Jan Lityński nie wahał się ani sekundy, kiedy, spacerując z żoną i psami nad rzeką Narew pod Pułtuskiem, nagle spostrzegł, jak jeden z jego pupili wpada do wody. Polityk natychmiast rzucił się mu na ratunek. Niestety, zdradliwa rzeka i lód, który się pod Lityńskim załamał, doprowadziły do wielkiego dramatu. Mimo że męża próbowała jeszcze ratować jego żona Elżbieta, nie udało jej się go wyciągnąć. „Janek nie wypłynął z przerębli, ratując psa. W przerębli znaleźliśmy się razem, bo pobiegłam go ratować. My żyjemy. Janka szukają straż, helikoptery.
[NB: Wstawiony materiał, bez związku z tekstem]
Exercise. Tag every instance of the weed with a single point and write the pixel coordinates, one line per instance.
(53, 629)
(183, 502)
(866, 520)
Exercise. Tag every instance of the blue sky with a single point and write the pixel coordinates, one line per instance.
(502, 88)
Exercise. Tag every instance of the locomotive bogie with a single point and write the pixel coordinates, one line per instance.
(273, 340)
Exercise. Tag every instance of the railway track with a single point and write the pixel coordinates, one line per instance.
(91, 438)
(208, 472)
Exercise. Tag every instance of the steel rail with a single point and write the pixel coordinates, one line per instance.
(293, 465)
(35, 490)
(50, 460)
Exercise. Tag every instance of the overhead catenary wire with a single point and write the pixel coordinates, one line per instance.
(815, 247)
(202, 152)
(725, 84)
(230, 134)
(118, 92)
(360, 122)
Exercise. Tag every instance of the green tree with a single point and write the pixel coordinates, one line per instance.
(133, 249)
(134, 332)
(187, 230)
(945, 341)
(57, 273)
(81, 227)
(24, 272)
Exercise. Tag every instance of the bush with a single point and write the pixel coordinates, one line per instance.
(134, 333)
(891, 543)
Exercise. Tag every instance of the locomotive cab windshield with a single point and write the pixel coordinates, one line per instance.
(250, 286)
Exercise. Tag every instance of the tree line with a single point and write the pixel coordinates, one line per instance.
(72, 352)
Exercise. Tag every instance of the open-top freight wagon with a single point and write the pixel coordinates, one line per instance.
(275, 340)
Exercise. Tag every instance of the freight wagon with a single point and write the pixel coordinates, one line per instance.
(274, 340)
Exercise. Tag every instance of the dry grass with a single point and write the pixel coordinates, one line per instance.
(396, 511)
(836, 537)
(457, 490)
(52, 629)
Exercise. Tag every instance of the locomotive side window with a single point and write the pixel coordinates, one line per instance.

Straciłam swoje życie. Serce. Wszystko. Był w znakomitej formie, acz nie na tyle, by się stamtąd wydostać” – napisała zrozpaczona kobieta w mediach społecznościowych. Tymczasem w sprawie śmierci Jana Lityńskiego głos zabrał jego wieloletni przyjaciel, Bronisław Komorowski. - Poznałem się z Jankiem w 1978 roku w celi aresztu śledczego w Pałacu Mostowskich, w celi pełnej kryminalistów. Siłą rzeczy zbliżyłem się wtedy z nim, a nasza znajomość zamieniała się w przyjaźń. Po 1989 r. spotkaliśmy się w ramach Unii Wolności, kiedy Janek był posłem a ja sekretarzem. Janek był człowiekiem żarliwie ideowym, ale nigdy nie był fanatykiem. Był człowiekiem odważnym, ryzykującym swoją wolność w imię walki o wolność Polski – opowiada w rozmowie z „Super Expressem” były prezydent Bronisław Komorowski.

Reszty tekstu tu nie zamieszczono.